Two-day conference: Materiality, Gender and Sensemaking
On Tuesday 10 and Wednesday 11 May 2022, the Centre for Religion, Health and Wellbeing organizes a two-day conference:
‘Materiality, Gender and Sensemaking: Religion and Secularity in Everyday Life’
Organizing committee: Eline Huygens, Nella van den Brandt, and Jelle Wiering
When: 10 & 11 May, 2022
Where: Faculty of Theology and Religious Studies, Oude Boteringestraat 38, 9712 GK, Groningen, the Netherlands
About
Everyday settings, discourses and bodies are continuously in transformation – and this pertains also to practices of religion, spirituality, non-religion, and secularity . This conference therefore asks how religion is embodied and practiced in transformative everyday settings. Inspired by the turn towards lived religion in religious studies (e.g. McGuire 2008), we want to bring the notion of lived religion in conversation with three different topics: i) material religion; ii) gender and religion; iii) sensemaking. These three topics emerge from a threefold aim: first, this conference wants to present various accounts of how religion is understood, materialized and lived by various individuals and communities. Secondly, it explores how this takes place in everyday activities such as sexuality, work, education, sports, as well as through gendered ways of being in the world. Finally, by employing bottom up research approaches, the conference pleads for conceptualizations of religion that take seriously what is happening in everyday life understandings, practices and forms of embodiment, but always in relation to larger historical and sociopolitical discourses and realities.

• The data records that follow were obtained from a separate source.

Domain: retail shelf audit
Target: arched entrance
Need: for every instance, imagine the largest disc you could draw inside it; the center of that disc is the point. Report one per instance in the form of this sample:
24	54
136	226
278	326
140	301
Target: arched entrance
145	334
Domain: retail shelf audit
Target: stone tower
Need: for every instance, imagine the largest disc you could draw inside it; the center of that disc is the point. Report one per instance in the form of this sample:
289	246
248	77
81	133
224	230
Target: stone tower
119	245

The three conference topics will be introduced on Day 1 of the conference by three lecturers who have showed the relevance of including these lenses in their work: David Geiringer (Queen Mary University of London), Katie Gaddini (University College London), and Mark de Rond (University of Cambridge, UK). Each theme corresponds to a panel at Day 2 of the conference, in which scholars are invited to present their current work.

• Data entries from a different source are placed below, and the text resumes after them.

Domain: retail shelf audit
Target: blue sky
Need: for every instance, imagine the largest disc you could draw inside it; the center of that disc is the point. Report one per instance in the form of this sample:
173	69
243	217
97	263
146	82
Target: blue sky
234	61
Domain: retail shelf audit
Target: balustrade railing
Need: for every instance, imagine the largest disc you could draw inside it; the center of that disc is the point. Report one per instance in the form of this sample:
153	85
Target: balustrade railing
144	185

The first lens will thus be geared towards religion and materiality. During the last couple of years, a body of scholarship has revolved around the issue of how religion becomes materialized in the arrangement of, among other things, icons, photographs, images, and particular constellations of time and space. This so-called ‘material turn’ in religious studies has directed attention to not only these concrete and tangible objects, but also the embodied practices that go hand in hand with them. How are material objects integrated within a religious lifestyle? How are they fashioned in a religious and sacred manner, e.g. by prayer, rituals, ceremonies, and so forth? How can these objects – and the related practices – reveal more insights into how the private sphere is made sacred? This panel aims to address these questions, by taking embodiment and materiality as starting points. In particular, this panel aims to make an intervention into the field of material religion by taking intersectionality explicitly into account. While the field of material religion has yielded relevant research, it does not always pay attention to the role played by the intersections of various identity markers. In particular, this panel welcomes paper proposals who explore material religion in relation to gender, sexuality, disability, race, ethnicity.
A second focus will be religion and gender. During the last decades, a lot of attention has been paid in the field of religion and gender to the study of the various types of religious subjectivity, agency and piety shaped by women, LGBTQ persons and young people belonging to a wide variety of religious traditions and communities. What seems to be a new topic is the ways in which women, LGBTQ persons and young people struggle to remain faithful, fail to practice the tenets of their religion and/or cease to find meaning in being part of the tradition or community they belong to. What does it mean to leave behind a devout faith and community? What are the stories of faith, community, isolation and loss that need to be told and analyzed? The panel welcomes paper proposals that explore the struggle to stay or leave as related to issues of gender, sexuality, disability, ethnicity and race.
The third and final lens of the conference will focus on sensemaking. It aspires to explore people’s phenomenological accounts of everyday life. How do people make sense of the world around them, and how do they find meaning in the life they live? How are the senses involved in these processes of sensemaking and meaning making? How is sense made, and how is it related to everyday activities such as work or sports? How do particular everyday experiences of meaning making draw on a particular attuning of embodied configurations? On particular conceptualizations of smelling, hearing, seeing, tasting, touching, and perhaps other ways of sensing? How is the process of making sense of the world related to religious or nonreligious practices that cultivate particular interpretations of experience? Posing these questions, the papers in this panel aspire to obtain a better understanding of how people make sense in and through their everyday activities.